Fenilketonüri hastalığının en sık izlendiği ülkelerden birinin Türkiye olduğuna dikkat çeken Sakarya İl Sağlık Müdürü Doç. Dr. Aziz Öğütlü, yenidoğan tarama testiyle bebekten alınan topuk kanı sayesinde hastalığın tespit edilebildiğini kaydetti. Hastalığın tedavisinin mümkün olduğunu kaydeden Öğütlü; "Hastalıkta bir protein yapı taşı olan fenilalaninmetabolize edilemez, kanda birikir ve geriye dönüşümsüz beyin hasarı yaratır. Erken tanımlanıp tedavi edilmediği takdirde kaçınılmaz son ağır zihinsel geriliktir. Doğması beklenen bebek sayısı ile değerlendirildiğinde her yıl 200-250 yeni fenilketonüri vakasının topluma katılacağı hesaplanır. Ülkemizde her 100 kişiden dördü bu hastalığı taşımaktadır. Yüksek orandaki akraba evliliği bu hastalığın izlenmesindeki en büyük etkendir. Ağır zihinsel geriliği olan fenilketonürili bireylerde nörolojik sorunlar, bazı davranış bozuklukları, dermatik şeklindeki cilt lezyonları görülmektedir. Hastalığın tanısı ardından çocuklar uygun bir diyetle sağlıklı bir hayat sürebilmektedir" dedi.

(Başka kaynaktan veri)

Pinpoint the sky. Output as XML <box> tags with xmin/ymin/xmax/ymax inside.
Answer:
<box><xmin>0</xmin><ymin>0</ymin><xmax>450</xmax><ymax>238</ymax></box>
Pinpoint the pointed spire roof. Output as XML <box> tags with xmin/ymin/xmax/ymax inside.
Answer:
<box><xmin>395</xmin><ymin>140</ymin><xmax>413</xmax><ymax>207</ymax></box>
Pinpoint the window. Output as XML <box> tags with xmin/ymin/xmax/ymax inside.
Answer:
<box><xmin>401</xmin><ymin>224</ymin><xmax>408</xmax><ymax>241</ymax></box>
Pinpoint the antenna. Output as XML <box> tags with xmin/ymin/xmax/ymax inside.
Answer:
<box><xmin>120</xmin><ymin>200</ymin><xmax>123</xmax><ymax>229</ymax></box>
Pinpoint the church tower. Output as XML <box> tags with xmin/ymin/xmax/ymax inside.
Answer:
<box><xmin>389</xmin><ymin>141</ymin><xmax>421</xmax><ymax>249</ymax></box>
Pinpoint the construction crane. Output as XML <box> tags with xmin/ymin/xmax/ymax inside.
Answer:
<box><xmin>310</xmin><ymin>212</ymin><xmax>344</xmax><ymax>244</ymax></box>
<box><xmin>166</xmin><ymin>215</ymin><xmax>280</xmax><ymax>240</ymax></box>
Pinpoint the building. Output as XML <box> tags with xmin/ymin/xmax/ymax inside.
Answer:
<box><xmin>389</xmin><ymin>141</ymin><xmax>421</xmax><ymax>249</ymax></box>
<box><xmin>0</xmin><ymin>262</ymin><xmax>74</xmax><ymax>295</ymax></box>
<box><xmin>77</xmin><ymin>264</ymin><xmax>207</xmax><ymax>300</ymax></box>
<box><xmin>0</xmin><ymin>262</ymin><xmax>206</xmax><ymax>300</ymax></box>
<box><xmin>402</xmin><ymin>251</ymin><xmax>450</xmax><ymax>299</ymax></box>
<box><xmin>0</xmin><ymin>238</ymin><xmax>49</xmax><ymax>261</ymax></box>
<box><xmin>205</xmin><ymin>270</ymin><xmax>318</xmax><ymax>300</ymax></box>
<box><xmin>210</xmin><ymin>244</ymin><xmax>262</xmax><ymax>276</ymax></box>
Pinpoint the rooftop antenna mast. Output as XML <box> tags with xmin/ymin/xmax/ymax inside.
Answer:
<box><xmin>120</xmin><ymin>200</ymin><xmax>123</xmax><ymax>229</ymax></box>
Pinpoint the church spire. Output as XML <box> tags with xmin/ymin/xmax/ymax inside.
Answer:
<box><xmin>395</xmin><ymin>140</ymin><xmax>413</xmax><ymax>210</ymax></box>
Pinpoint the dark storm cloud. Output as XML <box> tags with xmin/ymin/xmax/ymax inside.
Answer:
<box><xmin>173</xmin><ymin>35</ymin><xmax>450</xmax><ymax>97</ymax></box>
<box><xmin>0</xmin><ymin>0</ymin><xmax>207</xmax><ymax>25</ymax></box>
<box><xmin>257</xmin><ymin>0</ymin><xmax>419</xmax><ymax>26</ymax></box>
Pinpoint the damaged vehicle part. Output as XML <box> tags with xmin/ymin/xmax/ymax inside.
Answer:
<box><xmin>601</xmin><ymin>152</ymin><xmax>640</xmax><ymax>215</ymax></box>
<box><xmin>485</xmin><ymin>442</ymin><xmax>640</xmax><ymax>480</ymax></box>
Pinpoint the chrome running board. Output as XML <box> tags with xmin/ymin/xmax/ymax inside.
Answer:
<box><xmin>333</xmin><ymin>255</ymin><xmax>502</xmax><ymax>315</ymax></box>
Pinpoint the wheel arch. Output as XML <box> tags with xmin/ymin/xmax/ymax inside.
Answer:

Ülkemizde Yenidoğan Tarama Programı'nın ilk olarak 1987 yılında Sağlık Bakanlığı sorumluluğunda üniversitelerin desteğiyle başlatıldığını kaydeden Öğütlü, 25 Aralık 2006 tarihinin bu konuda milat olduğunu ve Sağlık Bakanlığı’nın ulusal çapta yenidoğan tarama programını devreye soktuğunu söyledi. 2002 yılında taraması yapılan yenidoğan oranının yüzde 59,2’lerde iken bu oranın artık yüzde 97’lerde olduğunun altını çizen Öğütlü, tanı alan çocukların özel beslenme gereksinimi olan mamalarının SGK tarafından karşılandığını belirtti. Öğütlü; “Beslenme için gerekli mamalar SGK tarafından karşılanırken ayrıca ek beslenme ürünleri olan makarna, bisküvi gibi ürünler içinde ailelere ödeme yapılmakta. Ülkemizde her yıl 1 Haziran ‘Ulusal Fenilketonüri Günü’ olarak kübul edilmiş olup bugünde konunun önemini anlatan bir takım etkinlikler gerçekleştirilmektedir. Bu şekilde tedavi edilmediğinde sonuçları son derece ağır olan bu hastalık için toplumsal duyarlılık oluşturulmaya çalışılmaktadır” diye konuştu.